Carissimo popolo di Dio che vive a Cassina de’ Pecchi,
Ci ricordava papa Francesco nell’enciclica “Laudato sì” dal n° 228 al 232 l’importanza dell’amore civile e politico. Esordisce con una semplicità disarmante: “Gesù ci ha ricordato che abbiamo Dio come nostro Padre comune e che questo ci rende fratelli … Per questo possiamo parlare di una fraternità universale” e poi continuaparlando dell’ amore per la società e l’impegno per il bene comune, la cultura della cura come strada per liberarsi dall’indifferenza consumistica.
Scriveva don Lorenzo Milani: “Su una parete della nostra scuola c’è scritto grande ‘I care’. È il motto intraducibile dei giovani americani migliori. ‘Me ne importa, mi sta a cuore’. È il contrario esatto del motto fascista ‘Me ne frego’ “.
Leonardo Boff, teologo latino-americano, si ispira alla parabola del Buon Samaritano per sottolineare lo stile evangelico del prendersi cura dell’altro. È proprio questo atteggiamento verso il bisognoso a far nascere l’etica: “Io, dunque, sono responsabile di fare o non fare dell’altro il mio prossimo. Ogni persona che soffre per qualsiasi motivo, chiunque sia colui che incrocia la mia strada, è il mio prossimo dall’istante stesso in cui io mi avvicino a lui. Poco importa la sua appartenenza religiosa, sociale ed etnica. L’importante sta nel mio avvicinarmi a lui, chiunque egli sia. Faccio di lui il mio prossimo. Questa prossimità costituisce il marchio registrato del cristianesimo delle origini, prima che si articolasse con i poteri di questo mondo che gli avrebbe dato una configurazione diversa”. Infine, vorrei proporvi questo testo di Gabriella Caramore tratto dal suo libro “Pazienza per “educarci ad avere cura”.

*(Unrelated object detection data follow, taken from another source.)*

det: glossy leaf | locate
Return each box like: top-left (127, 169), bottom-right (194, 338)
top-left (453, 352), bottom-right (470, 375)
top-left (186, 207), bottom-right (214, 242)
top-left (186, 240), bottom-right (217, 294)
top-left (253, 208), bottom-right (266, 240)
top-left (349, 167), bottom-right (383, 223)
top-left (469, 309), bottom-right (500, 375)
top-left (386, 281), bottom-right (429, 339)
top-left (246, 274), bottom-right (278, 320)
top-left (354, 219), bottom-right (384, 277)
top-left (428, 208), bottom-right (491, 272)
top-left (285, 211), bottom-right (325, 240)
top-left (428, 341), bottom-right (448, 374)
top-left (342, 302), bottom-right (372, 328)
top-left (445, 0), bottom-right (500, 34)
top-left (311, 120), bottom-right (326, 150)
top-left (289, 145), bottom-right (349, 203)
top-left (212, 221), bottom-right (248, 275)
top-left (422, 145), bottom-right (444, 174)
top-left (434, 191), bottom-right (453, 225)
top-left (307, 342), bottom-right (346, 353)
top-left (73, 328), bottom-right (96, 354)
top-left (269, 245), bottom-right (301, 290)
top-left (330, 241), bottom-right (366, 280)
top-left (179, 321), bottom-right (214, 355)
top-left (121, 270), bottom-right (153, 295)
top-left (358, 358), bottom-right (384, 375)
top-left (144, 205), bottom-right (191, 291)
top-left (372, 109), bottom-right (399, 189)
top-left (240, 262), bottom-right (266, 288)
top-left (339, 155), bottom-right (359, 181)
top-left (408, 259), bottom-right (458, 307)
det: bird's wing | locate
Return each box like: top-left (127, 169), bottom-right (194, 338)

“Dalle tenebre e dai chiaroscuri del Novecento, l’ “epoca dei lupi”, emergono molti nomi che individuano nell’aver cura una possibilità di orientamento per l’umanità smarrita. Ne ricorderemo solo uno. Simone Weil, un’amante del sostare quieto nella pazienza e nell’attesa, individua nell'”obbligo” che ciascuno dovrebbe sentire ed esercitare verso l’umanità un nuovo modo di porsi in relazione all’umano. Non solo diritti. Non solo doveri. Occorre uscire dalla pura logica della rivendicazione. L’obbligo va pensato come movimento attivo, che “si sporge” verso la creatura, verso di lei si dirige e orienta. Occorre reinventare, per questo, le categorie della politica, dell’antropologia, della religione. Esse debbono avere la giustizia come strumento e l’obbligo verso l’umanità come fine e come compito. Potremmo dire: come cura. Ma come mettere in moto tutto questo? Certo, occorre avere la forza di cominciare qualcosa. Di schiudersi al nuovo.
Di pensare un inizio. E di rischiare sé stessi. Ma tutto ciò ha a che fare con qualcosa di molto semplice: un moto di compassione, che non abbia timore dell’eccesso. Non una compassione effimera e sentimentale, ma quella capace di sostare (pazientemente) accanto alle esistenze umane trafitte dalla sventura, deprivate della possibilità di sollevare lo sguardo verso la bellezza e verso la verità, svuotate di vitalità e di energia, piegate verso la terra, incapaci di guardare al cielo”.